= Richard Broughton (MP) =

Member of the Parliament of England

Richard Broughton (1542–1604), of Lower Broughton and Owlbury, Bishop's Castle, Shropshire, was an English politician and judge.

He was born in 1542, son of Robert Broughton and his Welsh wife Jane, daughter of Reignold ap Griffith Vycha.

He was a Member (MP) of the Parliament of England for Stafford 1572, and for Lichfield 1586, 1589 and 1593.

By profession a lawyer who was called to the bar at the Inner Temple in 1568, he became active in the affairs of Staffordshire as well as with Shropshire and Wales.

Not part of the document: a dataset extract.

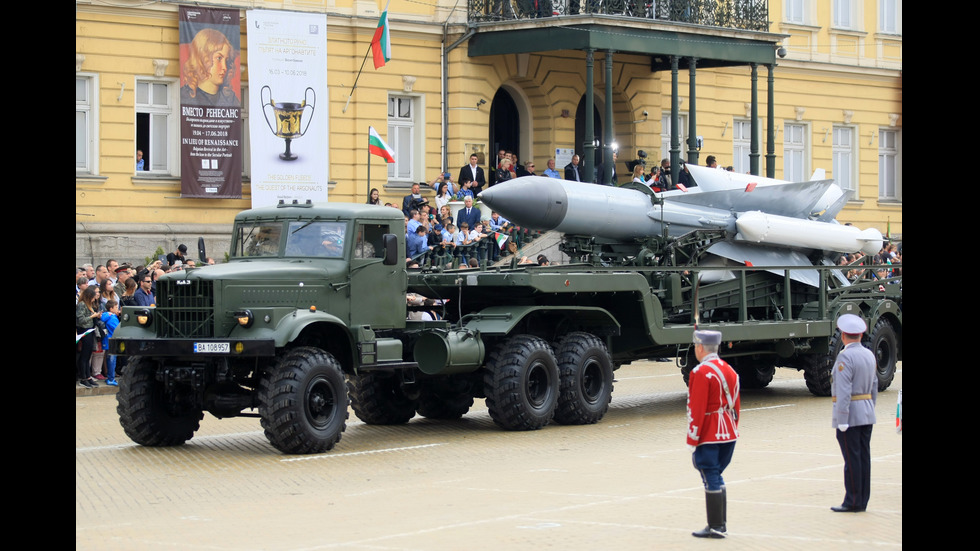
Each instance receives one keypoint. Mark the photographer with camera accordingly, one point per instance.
(413, 200)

He was appointed Steward of the City of Lichfield by 1583; Deputy Justice of Chester by 1588; Recorder of Tamworth by 1584-98; Second Justice of North Wales from 1594 until removed ostensibly on grounds of age and health in 1602; Vice-Justice of Chester 1599-1600; Justice of the Peace (J.P) for counties of Anglesey, Caernarvonshire, Montgomeryshire and Merionethshire from 1594 and Shropshire from 1596. He was member of the Council in the Marches of Wales from c.1595 until being removed also from that post in 1602.

Broughton was a legal adviser to the family of Walter Devereux, 1st Earl of Essex, who were landowners in Staffordshire and influential patrons in his career, and a trustee during the minority of the latter's son the 2nd Earl, later the favourite of Elizabeth I. His removal from his last judicial post and membership of the Welsh Marches Council followed the latter Earl's rebellion and execution. Later in 1602 he sought a 'princely pension' from the secretary of state Robert Cecil.

He married on 30 June 1577, Anne daughter of Richard Bagot of Blithfield, Staffordshire, by whom he had a son who succeeded to his estates, and a daughter. Broughton died in 1604.